Such remedies shall not be the parties’ exclusive remedies, but shall be in
addition to all other remedies provided in this Agreement.
          9.9 Amendments. This Agreement may not be amended or modified except
pursuant to an instrument in writing signed by the Company the Purchaser.
          9.10 Waiver. No waiver of any term, provision or condition of this
Agreement, whether by conduct or otherwise, in any one or more instances, shall
be deemed to be, or be construed as, a further or continuing waiver of any such
term, provision or condition or as a waiver of any other term, provision or
condition of this Agreement.
          9.11 Expenses. Except as otherwise provided in Section 7.2(b), each
party will bear its own Expenses in connection with this Agreement; provided,
that the Company will reimburse the Purchaser at Closing for all of the
Purchaser’s Expenses in connection with this Agreement.

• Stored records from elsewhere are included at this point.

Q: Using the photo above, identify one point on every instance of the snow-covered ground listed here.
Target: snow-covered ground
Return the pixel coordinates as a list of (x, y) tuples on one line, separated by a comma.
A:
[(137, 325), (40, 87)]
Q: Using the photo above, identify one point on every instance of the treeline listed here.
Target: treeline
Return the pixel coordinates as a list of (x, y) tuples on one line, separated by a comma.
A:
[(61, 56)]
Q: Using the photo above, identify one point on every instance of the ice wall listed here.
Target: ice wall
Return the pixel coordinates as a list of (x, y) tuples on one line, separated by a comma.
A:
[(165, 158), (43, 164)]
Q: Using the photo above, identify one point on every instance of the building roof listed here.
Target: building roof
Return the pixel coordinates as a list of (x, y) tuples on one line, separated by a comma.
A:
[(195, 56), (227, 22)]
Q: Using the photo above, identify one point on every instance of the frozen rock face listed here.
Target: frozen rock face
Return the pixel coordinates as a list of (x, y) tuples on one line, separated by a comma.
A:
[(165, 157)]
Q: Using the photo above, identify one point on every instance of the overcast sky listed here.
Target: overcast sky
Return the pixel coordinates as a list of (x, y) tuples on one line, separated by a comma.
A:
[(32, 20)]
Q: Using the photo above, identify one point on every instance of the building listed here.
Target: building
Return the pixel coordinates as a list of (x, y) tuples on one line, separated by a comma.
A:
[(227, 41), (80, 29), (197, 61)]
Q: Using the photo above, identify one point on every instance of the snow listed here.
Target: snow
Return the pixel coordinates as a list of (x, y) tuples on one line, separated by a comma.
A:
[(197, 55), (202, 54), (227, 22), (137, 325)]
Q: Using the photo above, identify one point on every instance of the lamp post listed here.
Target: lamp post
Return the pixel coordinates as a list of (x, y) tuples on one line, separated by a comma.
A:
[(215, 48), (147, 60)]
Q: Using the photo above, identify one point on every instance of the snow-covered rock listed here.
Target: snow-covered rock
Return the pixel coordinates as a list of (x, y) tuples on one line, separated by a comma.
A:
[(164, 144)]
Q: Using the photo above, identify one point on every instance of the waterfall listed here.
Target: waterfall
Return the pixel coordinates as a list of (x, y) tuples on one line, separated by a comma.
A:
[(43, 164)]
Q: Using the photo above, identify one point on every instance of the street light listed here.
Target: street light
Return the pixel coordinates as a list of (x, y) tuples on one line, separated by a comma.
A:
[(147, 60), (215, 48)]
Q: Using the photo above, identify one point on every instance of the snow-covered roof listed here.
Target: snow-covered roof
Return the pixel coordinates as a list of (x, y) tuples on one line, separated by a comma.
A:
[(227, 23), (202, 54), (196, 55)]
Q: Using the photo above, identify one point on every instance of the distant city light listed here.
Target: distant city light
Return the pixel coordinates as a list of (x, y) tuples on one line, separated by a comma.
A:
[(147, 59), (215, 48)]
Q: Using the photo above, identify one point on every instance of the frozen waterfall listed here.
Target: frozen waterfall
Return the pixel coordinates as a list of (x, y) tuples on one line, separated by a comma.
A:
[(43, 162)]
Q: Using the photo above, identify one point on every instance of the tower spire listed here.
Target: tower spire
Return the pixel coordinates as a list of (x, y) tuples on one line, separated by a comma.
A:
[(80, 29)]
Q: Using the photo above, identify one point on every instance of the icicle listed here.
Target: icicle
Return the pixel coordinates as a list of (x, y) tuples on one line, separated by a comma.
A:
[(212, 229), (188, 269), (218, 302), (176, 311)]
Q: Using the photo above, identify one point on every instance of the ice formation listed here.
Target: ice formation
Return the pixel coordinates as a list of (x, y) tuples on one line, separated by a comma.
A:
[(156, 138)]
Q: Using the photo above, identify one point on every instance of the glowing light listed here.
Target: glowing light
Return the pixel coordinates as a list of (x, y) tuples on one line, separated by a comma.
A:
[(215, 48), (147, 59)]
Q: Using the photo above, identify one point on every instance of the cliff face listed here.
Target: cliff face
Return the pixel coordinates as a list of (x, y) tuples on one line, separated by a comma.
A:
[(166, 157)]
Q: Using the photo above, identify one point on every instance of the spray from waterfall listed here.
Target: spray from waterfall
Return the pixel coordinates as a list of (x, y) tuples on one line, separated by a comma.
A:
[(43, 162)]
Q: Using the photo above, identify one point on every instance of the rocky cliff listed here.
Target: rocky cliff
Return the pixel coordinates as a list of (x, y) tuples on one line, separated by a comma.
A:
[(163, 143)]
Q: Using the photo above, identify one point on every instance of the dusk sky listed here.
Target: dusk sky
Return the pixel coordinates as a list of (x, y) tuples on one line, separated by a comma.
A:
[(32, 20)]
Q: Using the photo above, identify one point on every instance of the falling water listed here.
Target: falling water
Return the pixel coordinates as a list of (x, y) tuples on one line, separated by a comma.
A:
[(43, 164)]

          9.12 Assignment. The rights and obligations of the parties hereto
shall inure to the benefit of and shall be binding upon the authorized
successors and permitted assigns of each party. No party may assign its rights
or obligations under this Agreement or designate another person (i) to perform
all or part of its obligations under this Agreement or (ii) to have all or part
of its rights and benefits under this Agreement, in each case without the prior
written consent of the other party, provided, however, that the Purchaser may
assign its rights and delegate its duties hereunder in whole or in part to an
Affiliate or to a third party acquiring some or all of its Securities in a
transaction complying with applicable securities laws without the prior written
consent of the Company; provided, that no such assignment shall affect the
obligations of the Purchaser hereunder. In the event of any assignment in
accordance with the terms of this Agreement, the assignee shall specifically
assume and be bound by the provisions of the Agreement by executing and agreeing
to an assumption agreement reasonably acceptable to the other party.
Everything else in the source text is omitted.